- In Berlijn betekende een huurcontract van vóór 2005 vaak lage huren, terwijl de kosten voor nieuwe huurders stegen door de toenemende populariteit van de stad.
- In 2020 werd de zogenaamde Mietendeckel ingevoerd om huurprijzen te bevriezen en de markt te reguleren, maar deze maatregel leidde tot stagnatie door terugtrekkend investeerders.
- De ingreep had een verlammend effect op de huurmarkt, maakte nieuwe huurwoningen onbereikbaar en werd uiteindelijk door het gerechtshof ongeldig verklaard.

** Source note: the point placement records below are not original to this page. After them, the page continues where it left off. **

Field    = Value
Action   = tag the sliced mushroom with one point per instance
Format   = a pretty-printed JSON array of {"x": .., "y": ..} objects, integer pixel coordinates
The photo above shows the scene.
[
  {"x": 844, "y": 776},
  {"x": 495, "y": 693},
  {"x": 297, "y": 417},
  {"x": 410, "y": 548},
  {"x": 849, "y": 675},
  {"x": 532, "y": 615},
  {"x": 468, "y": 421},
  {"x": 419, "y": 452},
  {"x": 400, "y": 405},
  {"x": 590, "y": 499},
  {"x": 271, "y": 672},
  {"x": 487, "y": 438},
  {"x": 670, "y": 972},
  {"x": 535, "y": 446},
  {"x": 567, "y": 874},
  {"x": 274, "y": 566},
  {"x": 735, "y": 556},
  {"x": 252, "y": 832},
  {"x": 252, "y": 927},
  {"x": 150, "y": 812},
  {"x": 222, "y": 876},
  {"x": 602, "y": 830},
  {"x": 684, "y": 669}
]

De huurmarkt in Berlijn heeft sinds de vroege jaren 2000 een turbulente ontwikkeling doorgemaakt. Oude huurcontracten, gesloten voor 2005, boden huurders de kans om voor een relatief laag bedrag centraal gelegen, ruime woningen te bewonen. Echter, nieuwe huurders kwamen in een heel andere realiteit terecht.
Door de stijgende populariteit van Berlijn zag men de huurprijzen aanzienlijk toenemen. Volgens het Duitse onderzoeksbureau Empirica Institut steeg de gemiddelde vierkantemeterprijs van €5,19 in 2005 naar €11,46 in 2022, een indicatie van de groeiende aantrekkingskracht van de stad, zo schrijft Vastgoedmarkt in een analyse van de Berlijnse situatie.

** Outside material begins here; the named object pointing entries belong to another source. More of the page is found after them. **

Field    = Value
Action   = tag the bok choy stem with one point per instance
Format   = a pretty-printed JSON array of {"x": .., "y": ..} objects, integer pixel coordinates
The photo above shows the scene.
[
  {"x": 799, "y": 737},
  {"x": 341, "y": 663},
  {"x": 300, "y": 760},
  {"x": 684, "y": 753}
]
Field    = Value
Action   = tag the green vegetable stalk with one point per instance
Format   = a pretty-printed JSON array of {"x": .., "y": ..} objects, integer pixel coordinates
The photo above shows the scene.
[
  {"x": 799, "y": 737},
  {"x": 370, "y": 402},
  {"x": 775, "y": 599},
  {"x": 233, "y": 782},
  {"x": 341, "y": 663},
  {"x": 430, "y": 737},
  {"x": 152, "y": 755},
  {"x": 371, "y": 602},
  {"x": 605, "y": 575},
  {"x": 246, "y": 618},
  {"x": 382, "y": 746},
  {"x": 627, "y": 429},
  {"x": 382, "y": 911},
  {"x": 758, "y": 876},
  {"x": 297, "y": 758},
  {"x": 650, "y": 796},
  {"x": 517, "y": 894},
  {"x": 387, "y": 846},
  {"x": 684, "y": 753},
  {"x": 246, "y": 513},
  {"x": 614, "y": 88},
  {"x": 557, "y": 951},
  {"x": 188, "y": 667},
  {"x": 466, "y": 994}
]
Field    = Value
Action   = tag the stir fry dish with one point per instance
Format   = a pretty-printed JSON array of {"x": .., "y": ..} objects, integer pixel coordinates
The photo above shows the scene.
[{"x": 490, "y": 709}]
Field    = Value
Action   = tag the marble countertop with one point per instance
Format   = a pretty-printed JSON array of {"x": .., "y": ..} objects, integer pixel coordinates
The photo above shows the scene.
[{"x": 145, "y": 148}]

Deze situatie leidde tot de introductie van de Mietspiegel, een instrument bedoeld om huurverhogingen te reguleren. In theorie zou dit huurplafond de huren marktconform houden zonder tot excessen te leiden. De praktijk bleek echter weerbarstiger.
De zwakke handhaving van dit huurplafond resulteerde in huurprijzen die soms honderden euro’s boven de vastgestelde limiet uitstegen.
In een poging deze trend te keren, greep het Berlijnse stadsbestuur in februari 2020 in met de Mietendeckel. Deze hardere maatregel bevroor de huren van bestaande huurcontracten voor woningen gebouwd vóór 2014 op het niveau van juli 2019, wat meer dan 1,5 miljoen woningen betrof. Hoewel deze ingreep bedoeld was om de huurmarkt te stabiliseren, pakte het uit in een desastreus scenario.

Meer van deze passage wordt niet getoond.